Bielefeld - First German university with a helium ion microscope
Cutting-edge technology with outstanding features
Bielefeld is the first German university to acquire a state-of-the-art Helium Ion Microscope (HIM) built by the Carl Zeiss company. This radically different helium ion technology delivers five to ten times the resolution of ordinary scanning electron microscopes. With chemical imaging, scientists are able to gather information on the substances composing the materials they are studying while simultaneously also depicting the hidden layers of these materials. This makes it possible to depict complex (material) systems in their entirety and with an exceptionally high resolution (up to 0.35 nanometre; 1 nm = one-thousand-millionth of a metre).
The Zeiss microscope called "ORION" is being managed jointly by two research groups: "Physics of Supermolecular Systems and Surfaces" (Professor Dr. Armin Gölzhäuser) and "Thin Films and Physics of Nanostructures" (Professor Dr. Günter Reiss). However, it will also be accessible for chemists and biologists and not just physicists, thereby boosting microscopic work as a whole in the natural sciences at Bielefeld. In the research group "Physics of Supermolecular Systems and Surfaces", one line of research is developing artificial membranes and two-dimensional nanomaterials for sensor technology. It will use ORION to optimize new kinds of membranes developed by Armin Gölzhäuser that are only 1 nanometre thick. This is dealing with filtration processes or the transformation of the membrane into graphene, a two-dimensional and therefore very promising carbon. The research group "Thin Films and Physics of Nanostructures" is planning to use the HIM for a more detailed exploration of hidden layers in magnetic components. Günter Reiss predicts that this will deliver new impulses for data storage. It is not just physicists and chemists who will profit from the new acquisition. Bio-imaging will also open up new fields of research for Bielefeld's biologists at the Faculty of Biology and the Centre for Biotechnology.

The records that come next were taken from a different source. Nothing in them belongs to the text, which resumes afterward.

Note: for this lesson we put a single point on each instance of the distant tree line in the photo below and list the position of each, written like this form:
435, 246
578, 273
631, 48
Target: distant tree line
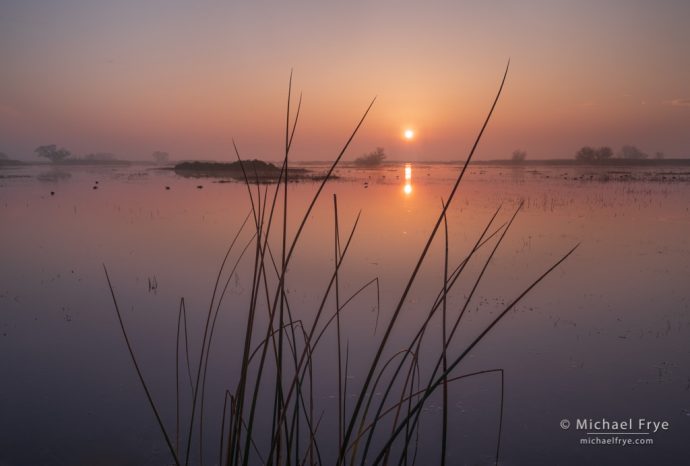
57, 154
628, 152
372, 159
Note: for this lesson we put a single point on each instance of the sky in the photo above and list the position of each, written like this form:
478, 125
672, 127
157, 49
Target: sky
188, 77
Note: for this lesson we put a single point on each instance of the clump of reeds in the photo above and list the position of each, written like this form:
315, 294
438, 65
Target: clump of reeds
279, 353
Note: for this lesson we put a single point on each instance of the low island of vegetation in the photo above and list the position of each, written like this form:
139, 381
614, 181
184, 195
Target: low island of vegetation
252, 169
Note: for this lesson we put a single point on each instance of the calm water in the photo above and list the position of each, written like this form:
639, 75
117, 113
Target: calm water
607, 335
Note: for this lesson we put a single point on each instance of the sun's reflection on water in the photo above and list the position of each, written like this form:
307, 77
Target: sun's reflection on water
407, 188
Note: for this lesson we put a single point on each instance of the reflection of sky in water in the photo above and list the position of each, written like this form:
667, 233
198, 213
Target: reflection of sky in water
604, 336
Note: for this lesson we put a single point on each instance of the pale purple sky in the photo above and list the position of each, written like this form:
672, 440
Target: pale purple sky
131, 77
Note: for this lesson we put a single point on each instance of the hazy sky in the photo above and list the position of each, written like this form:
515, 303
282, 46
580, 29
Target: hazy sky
131, 77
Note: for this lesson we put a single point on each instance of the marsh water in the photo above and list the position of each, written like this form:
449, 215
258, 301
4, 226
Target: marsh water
605, 336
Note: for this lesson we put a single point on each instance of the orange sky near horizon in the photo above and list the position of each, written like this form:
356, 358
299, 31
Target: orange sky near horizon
187, 78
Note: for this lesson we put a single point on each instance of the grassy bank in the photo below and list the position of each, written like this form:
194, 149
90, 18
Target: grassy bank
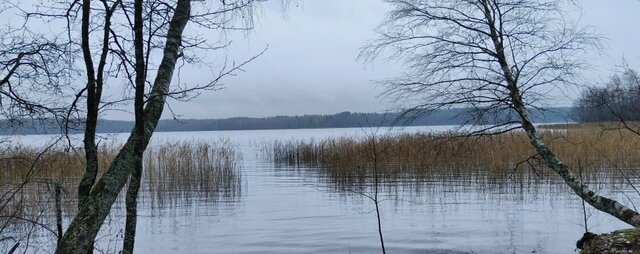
596, 151
174, 173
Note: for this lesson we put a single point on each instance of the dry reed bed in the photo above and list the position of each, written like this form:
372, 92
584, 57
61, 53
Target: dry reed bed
174, 173
601, 155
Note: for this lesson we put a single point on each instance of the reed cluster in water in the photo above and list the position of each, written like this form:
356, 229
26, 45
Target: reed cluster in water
596, 152
174, 173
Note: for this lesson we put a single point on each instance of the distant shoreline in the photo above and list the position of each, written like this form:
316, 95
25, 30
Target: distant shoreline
339, 120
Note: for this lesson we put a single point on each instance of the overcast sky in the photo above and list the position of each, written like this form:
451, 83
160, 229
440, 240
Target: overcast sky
310, 66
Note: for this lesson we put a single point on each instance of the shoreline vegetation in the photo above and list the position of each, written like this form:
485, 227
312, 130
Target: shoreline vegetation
338, 120
180, 172
601, 153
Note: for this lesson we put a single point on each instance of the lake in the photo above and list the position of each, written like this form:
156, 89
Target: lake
286, 209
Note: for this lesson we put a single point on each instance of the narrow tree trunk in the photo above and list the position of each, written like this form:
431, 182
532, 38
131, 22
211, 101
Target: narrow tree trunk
85, 226
132, 208
136, 175
58, 204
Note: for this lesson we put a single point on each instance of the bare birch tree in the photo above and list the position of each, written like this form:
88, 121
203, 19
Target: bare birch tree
500, 57
120, 38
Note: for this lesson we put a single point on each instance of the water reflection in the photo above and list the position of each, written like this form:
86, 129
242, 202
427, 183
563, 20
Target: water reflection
178, 176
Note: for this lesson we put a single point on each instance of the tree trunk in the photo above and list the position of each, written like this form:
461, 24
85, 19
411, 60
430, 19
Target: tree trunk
601, 203
86, 224
136, 175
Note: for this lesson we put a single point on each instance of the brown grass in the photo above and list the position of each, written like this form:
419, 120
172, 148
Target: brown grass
597, 152
174, 173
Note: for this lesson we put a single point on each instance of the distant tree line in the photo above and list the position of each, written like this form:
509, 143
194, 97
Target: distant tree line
339, 120
618, 99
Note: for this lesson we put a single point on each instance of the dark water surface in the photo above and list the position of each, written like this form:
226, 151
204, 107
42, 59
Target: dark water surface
282, 209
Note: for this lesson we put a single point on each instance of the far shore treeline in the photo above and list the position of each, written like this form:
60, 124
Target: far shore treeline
339, 120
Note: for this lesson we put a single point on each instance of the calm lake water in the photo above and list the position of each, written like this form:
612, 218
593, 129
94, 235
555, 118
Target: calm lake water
282, 209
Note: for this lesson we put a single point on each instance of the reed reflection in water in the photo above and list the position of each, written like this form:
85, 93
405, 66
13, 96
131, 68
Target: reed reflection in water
411, 162
176, 174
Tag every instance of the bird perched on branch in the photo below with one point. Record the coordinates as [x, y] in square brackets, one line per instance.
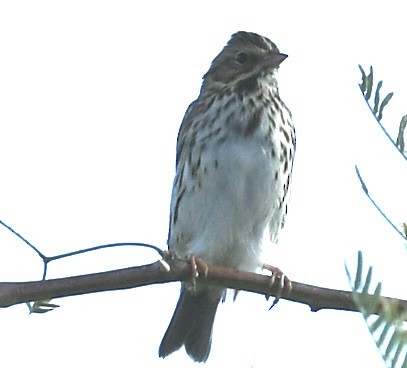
[235, 152]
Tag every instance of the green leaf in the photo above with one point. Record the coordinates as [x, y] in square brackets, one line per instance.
[383, 104]
[369, 85]
[377, 97]
[363, 84]
[400, 137]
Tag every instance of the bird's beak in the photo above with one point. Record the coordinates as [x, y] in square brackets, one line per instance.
[274, 59]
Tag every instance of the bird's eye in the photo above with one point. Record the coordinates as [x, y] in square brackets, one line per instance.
[242, 57]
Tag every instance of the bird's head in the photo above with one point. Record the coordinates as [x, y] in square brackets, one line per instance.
[245, 59]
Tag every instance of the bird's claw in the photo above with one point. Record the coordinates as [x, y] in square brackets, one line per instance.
[279, 283]
[198, 267]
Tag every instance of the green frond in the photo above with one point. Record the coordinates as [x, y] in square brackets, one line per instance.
[386, 328]
[400, 136]
[377, 106]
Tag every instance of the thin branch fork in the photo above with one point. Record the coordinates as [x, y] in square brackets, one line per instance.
[317, 298]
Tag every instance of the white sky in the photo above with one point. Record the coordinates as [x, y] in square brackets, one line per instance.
[92, 94]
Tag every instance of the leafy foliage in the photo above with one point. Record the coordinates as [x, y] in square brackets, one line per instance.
[386, 328]
[377, 105]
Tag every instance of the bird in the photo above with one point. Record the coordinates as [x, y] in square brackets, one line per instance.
[234, 159]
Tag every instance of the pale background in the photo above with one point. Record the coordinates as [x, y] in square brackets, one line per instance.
[92, 94]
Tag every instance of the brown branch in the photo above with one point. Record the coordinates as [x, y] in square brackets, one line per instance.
[316, 298]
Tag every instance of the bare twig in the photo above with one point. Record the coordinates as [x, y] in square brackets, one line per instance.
[169, 270]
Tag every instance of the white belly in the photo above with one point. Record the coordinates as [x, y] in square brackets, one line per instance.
[224, 219]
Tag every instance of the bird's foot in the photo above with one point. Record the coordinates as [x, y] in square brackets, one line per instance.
[279, 283]
[198, 268]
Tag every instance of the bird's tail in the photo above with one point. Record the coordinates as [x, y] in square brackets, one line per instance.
[191, 325]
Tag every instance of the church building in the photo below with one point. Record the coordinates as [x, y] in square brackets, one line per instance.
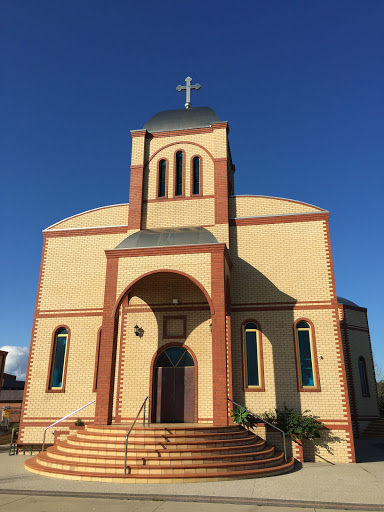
[192, 295]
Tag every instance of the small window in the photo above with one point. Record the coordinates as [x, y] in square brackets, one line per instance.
[196, 175]
[179, 174]
[175, 357]
[58, 359]
[305, 355]
[363, 376]
[162, 177]
[252, 355]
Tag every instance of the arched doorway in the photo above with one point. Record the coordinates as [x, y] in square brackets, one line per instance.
[174, 386]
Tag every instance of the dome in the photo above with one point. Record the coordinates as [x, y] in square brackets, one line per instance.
[181, 119]
[346, 302]
[166, 237]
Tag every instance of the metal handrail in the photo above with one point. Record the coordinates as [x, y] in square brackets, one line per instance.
[133, 424]
[265, 421]
[65, 417]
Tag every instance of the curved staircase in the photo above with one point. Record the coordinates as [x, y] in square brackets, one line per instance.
[166, 454]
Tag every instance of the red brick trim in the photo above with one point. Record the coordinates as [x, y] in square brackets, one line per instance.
[179, 198]
[96, 370]
[331, 275]
[281, 199]
[175, 133]
[135, 197]
[158, 271]
[121, 364]
[219, 356]
[221, 190]
[343, 384]
[50, 367]
[151, 379]
[182, 196]
[161, 198]
[350, 381]
[181, 142]
[139, 133]
[279, 219]
[364, 395]
[355, 328]
[108, 342]
[315, 369]
[355, 308]
[109, 230]
[290, 307]
[177, 249]
[175, 317]
[200, 194]
[260, 354]
[67, 315]
[33, 339]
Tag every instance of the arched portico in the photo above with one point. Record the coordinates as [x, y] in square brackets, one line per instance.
[202, 326]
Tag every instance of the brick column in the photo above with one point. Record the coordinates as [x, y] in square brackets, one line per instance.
[219, 356]
[107, 354]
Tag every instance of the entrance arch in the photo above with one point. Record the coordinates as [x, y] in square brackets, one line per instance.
[174, 385]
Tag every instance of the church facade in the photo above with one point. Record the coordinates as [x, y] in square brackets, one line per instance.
[192, 295]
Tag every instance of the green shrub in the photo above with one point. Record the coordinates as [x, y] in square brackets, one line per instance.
[298, 425]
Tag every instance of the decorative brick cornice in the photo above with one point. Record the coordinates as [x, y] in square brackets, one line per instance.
[166, 251]
[279, 219]
[108, 230]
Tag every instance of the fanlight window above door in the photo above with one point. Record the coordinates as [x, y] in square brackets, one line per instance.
[173, 357]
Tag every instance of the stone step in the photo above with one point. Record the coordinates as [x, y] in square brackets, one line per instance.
[157, 436]
[159, 442]
[34, 466]
[135, 459]
[45, 460]
[255, 445]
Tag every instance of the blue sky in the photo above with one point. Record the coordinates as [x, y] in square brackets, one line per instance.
[300, 82]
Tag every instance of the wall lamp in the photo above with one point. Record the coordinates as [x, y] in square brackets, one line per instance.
[139, 331]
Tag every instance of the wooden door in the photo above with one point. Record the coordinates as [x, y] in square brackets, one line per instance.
[174, 389]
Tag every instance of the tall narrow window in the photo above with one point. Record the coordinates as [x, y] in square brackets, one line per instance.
[253, 372]
[363, 376]
[305, 357]
[162, 177]
[59, 359]
[196, 175]
[179, 174]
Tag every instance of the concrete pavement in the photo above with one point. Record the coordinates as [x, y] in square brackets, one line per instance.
[314, 486]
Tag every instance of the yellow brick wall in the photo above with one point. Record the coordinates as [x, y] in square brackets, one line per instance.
[80, 373]
[193, 212]
[74, 273]
[257, 206]
[359, 345]
[279, 263]
[195, 265]
[280, 363]
[115, 215]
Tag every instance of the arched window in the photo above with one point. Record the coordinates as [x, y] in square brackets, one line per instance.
[253, 362]
[196, 175]
[59, 359]
[179, 174]
[174, 357]
[363, 376]
[306, 358]
[162, 178]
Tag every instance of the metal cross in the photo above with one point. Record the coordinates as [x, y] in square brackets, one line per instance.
[188, 88]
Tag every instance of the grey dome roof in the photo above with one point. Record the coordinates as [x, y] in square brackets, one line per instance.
[347, 302]
[168, 236]
[181, 119]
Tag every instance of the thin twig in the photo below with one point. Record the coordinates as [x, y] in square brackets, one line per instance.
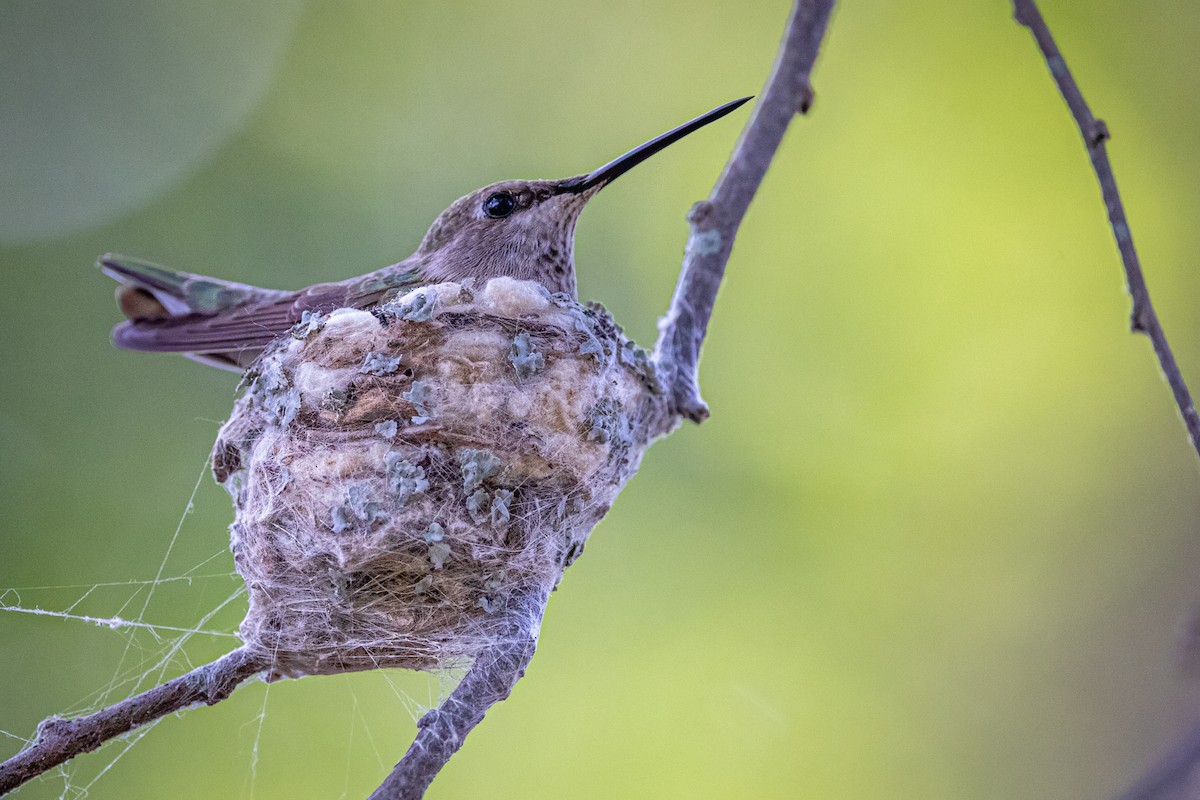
[1171, 776]
[1143, 318]
[442, 732]
[715, 221]
[59, 739]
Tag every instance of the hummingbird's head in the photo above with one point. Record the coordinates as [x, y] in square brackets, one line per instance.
[526, 229]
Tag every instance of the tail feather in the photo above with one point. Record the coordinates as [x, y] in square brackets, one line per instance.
[181, 293]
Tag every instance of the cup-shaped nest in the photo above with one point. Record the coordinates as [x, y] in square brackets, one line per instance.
[399, 474]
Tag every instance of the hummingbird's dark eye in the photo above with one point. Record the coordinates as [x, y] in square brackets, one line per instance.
[499, 205]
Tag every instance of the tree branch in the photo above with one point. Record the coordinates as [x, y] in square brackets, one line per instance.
[442, 732]
[715, 221]
[59, 740]
[1143, 318]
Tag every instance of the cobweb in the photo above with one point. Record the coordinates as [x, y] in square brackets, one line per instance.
[155, 641]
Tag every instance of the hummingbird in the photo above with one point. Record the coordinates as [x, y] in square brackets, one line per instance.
[515, 228]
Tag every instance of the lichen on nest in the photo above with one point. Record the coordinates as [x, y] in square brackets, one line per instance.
[397, 474]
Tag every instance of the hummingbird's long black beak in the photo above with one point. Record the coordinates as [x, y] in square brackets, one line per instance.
[622, 164]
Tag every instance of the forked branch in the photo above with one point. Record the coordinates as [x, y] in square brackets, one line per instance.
[1143, 318]
[59, 740]
[715, 221]
[714, 224]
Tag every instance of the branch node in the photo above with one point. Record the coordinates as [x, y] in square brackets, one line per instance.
[807, 97]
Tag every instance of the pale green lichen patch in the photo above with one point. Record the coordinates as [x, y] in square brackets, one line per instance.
[405, 479]
[439, 548]
[499, 515]
[377, 364]
[607, 422]
[359, 507]
[419, 396]
[477, 467]
[541, 410]
[479, 506]
[415, 306]
[525, 358]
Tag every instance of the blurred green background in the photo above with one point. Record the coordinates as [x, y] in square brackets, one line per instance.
[940, 536]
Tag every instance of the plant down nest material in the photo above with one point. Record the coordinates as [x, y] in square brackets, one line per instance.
[399, 474]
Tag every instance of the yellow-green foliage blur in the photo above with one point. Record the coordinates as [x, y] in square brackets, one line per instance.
[939, 539]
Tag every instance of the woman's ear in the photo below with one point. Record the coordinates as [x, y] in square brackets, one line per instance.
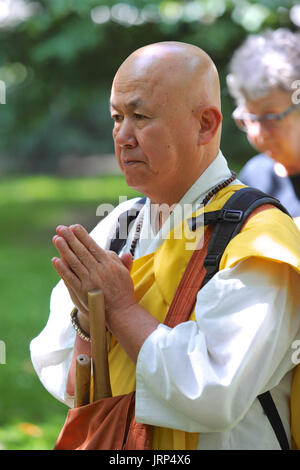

Although helium ion technology is already delivering major findings, it is still only at the beginning of its development. One of the main applications of the forerunners of HIM is quality control in the production of microchips. Bielefeld's HIM should also be used to build up experience with this new technology that can then serve as a basis for its further development. With this goal in mind, Carl Zeiss, represented by Dr. Frank Stietz (manager of Carl Zeiss NTS Oberkochen), and Bielefeld University, represented by the Rektor, Professor Dr.-Ing. Gerhard Sagerer; the Chancellor. Hans-Jürgen Simm; and the two physicists, Professor Armin Gölzhäuser and Professor Günter Reiss, signed a "Memorandum of Understanding" in the Rector's Office on the 9th of July. Rektor Gerhard Sagerer was exceptionally pleased with the new acquisition: "This is a major chance to further consolidate the international reputation of the natural sciences at Bielefeld!"